Best way to check for current date in where clause of sql query
I'm trying to find out the most efficient (best performance) way to check date field for current date. Currently we are using:
SELECT COUNT(Job) AS Jobs FROM dbo.Job WHERE (Received BETWEEN DATEADD(d, DATEDIFF(d, 0, GETDATE()), 0) AND DATEADD(d, DATEDIFF(d, 0, GETDATE()), 1))
WHERE DateDiff(d, Received, GETDATE()) = 0
Edit: As lined out in the comments to this answer, that's not an ideal solution. Check the other answers in this thread, too.
If you just want to find all the records where the Received Date is today, and there are records with future Received dates, then what you're doing is (very very slightly) wrong... Because the Between operator allows values that are equal to the ending boundary, so you could get records with Received date = to midnight tomorrow...
If there is no need to use an index on Received, then all you need to do is check that the date diff with the current datetime is 0...
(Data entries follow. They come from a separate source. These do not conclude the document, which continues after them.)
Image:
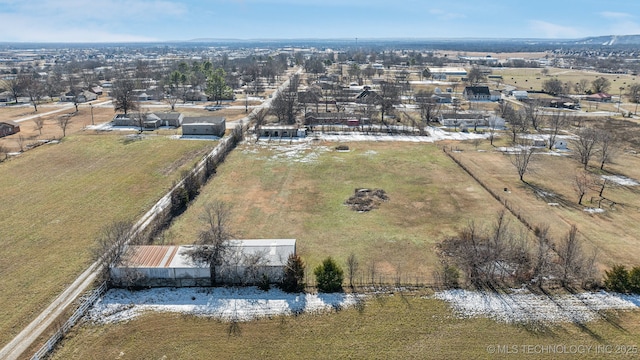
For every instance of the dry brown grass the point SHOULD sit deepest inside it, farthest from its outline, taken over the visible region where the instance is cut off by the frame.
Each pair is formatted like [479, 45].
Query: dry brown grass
[55, 199]
[614, 233]
[388, 327]
[429, 198]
Where DateDiff(day, received, getdate()) = 0
This predicate is of course not SARGable so it cannot use an index... If this is an issue for this query then, assuming you cannot have Received dates in the future, I would use this instead...
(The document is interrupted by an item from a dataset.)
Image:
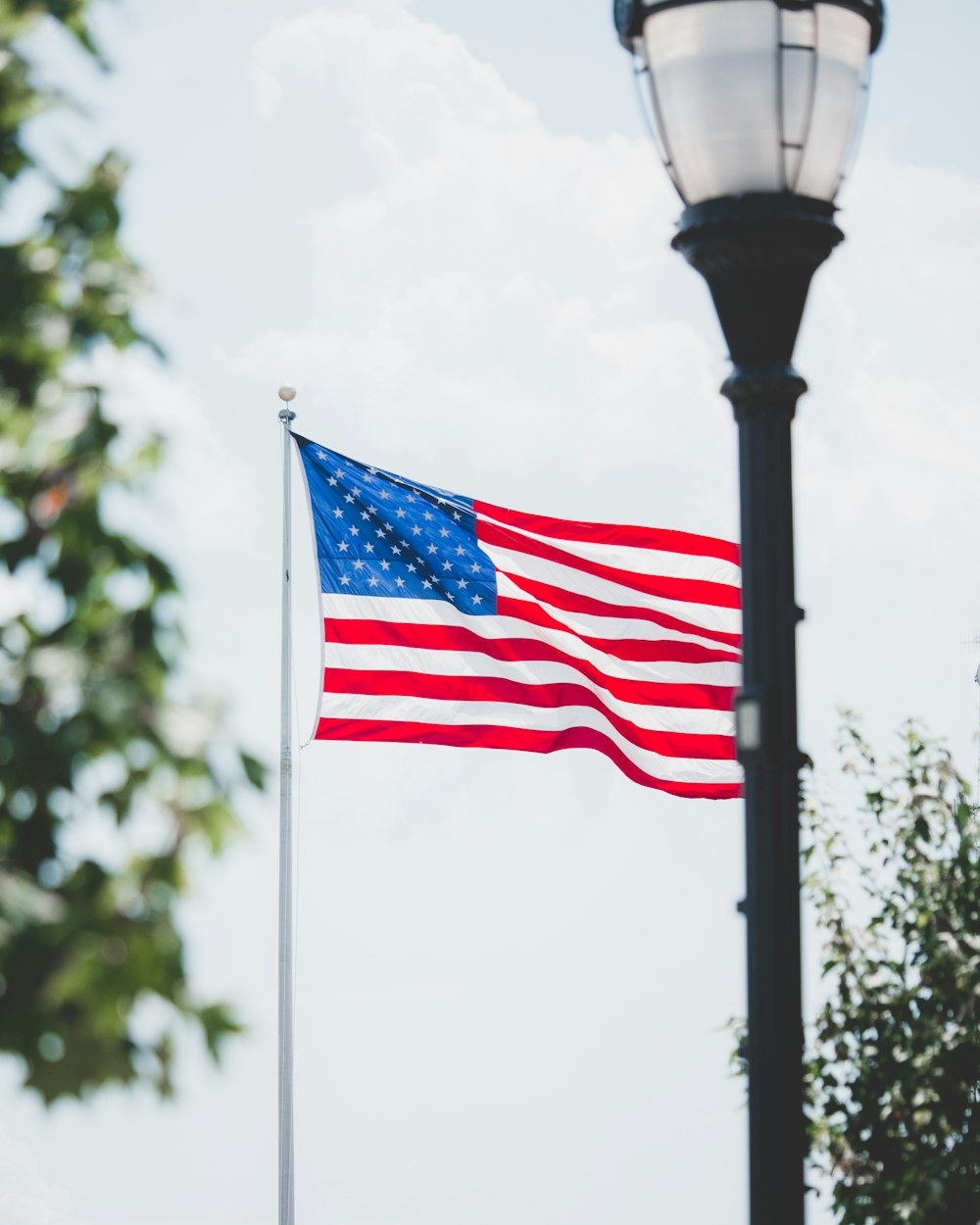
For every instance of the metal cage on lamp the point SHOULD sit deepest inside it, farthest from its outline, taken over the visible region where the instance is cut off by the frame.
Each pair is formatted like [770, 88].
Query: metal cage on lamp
[754, 96]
Where Received >= DateAdd(day, DateDiff(Day, 0, getDate()), 0)
If Received dates can be in the future, then you are probably as close to the most efficient as you can be... (Except change the Between to a >= AND < )
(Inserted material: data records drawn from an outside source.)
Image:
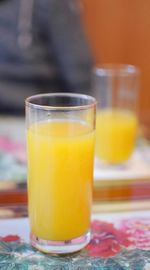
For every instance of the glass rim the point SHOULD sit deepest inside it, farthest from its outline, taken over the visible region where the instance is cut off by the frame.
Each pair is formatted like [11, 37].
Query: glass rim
[122, 69]
[29, 103]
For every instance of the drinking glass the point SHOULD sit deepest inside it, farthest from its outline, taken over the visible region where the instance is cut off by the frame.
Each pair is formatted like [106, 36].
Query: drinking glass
[116, 89]
[60, 153]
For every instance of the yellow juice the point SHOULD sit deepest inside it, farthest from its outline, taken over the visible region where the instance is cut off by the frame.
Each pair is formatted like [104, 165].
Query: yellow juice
[60, 173]
[115, 135]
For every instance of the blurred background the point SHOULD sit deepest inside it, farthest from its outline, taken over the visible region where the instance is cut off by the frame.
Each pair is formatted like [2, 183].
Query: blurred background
[49, 46]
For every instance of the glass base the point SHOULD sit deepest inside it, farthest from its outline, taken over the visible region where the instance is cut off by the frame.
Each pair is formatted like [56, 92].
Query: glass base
[60, 247]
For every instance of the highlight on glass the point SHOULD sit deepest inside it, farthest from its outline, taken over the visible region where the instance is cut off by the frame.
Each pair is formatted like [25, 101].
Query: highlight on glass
[60, 154]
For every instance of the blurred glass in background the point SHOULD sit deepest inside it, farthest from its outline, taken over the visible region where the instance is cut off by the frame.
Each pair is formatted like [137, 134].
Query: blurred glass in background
[43, 48]
[116, 88]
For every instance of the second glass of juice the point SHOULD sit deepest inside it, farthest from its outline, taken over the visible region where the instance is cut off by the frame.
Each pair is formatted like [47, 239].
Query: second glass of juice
[60, 152]
[116, 90]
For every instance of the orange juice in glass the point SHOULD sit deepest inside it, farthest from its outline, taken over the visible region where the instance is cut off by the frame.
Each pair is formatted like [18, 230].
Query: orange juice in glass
[116, 90]
[116, 134]
[60, 146]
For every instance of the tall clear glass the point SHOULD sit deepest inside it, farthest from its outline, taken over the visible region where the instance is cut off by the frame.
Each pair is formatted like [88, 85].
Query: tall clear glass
[60, 153]
[116, 88]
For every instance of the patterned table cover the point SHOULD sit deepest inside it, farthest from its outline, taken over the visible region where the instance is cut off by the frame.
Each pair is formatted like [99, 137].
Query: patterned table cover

If you want performance, you want a direct hit on the index, without any CPU etc per row; as such, I would calculate the range first, and then use a simple WHERE query. I don't know what db you are using, but in SQL Server, the following works:
// ... where @When is the date-and-time we have (perhaps from GETDATE()) DECLARE @DayStart datetime, @DayEnd datetime SET @DayStart = CAST(FLOOR(CAST(@When as float)) as datetime) -- get day only SET @DayEnd = DATEADD(d, 1, @DayStart) SELECT COUNT(Job) AS Jobs FROM dbo.Job WHERE (Received >= @DayStart AND Received < @DayEnd)
that's pretty much the best way to do it. you could put the DATEADD(d, DATEDIFF(d, 0, GETDATE()), 0) and DATEADD(d, DATEDIFF(d, 0, GETDATE()), 1) into variables and use those instead but i don't think that this will improve performance.
I'm not sure how you're defining "best" but that will work fine.
However, if this query is something you're going to run repeatedly you should get rid of the get_date() function and just stick a literal date value in there via whatever programming language you're running this in. Despite their output changing only once every 24 hours, get_date(), current_date(), etc. are non-deterministic functions, which means that your RDMS will probably invalidate the query as a candidate for storing in its query cache if it has one.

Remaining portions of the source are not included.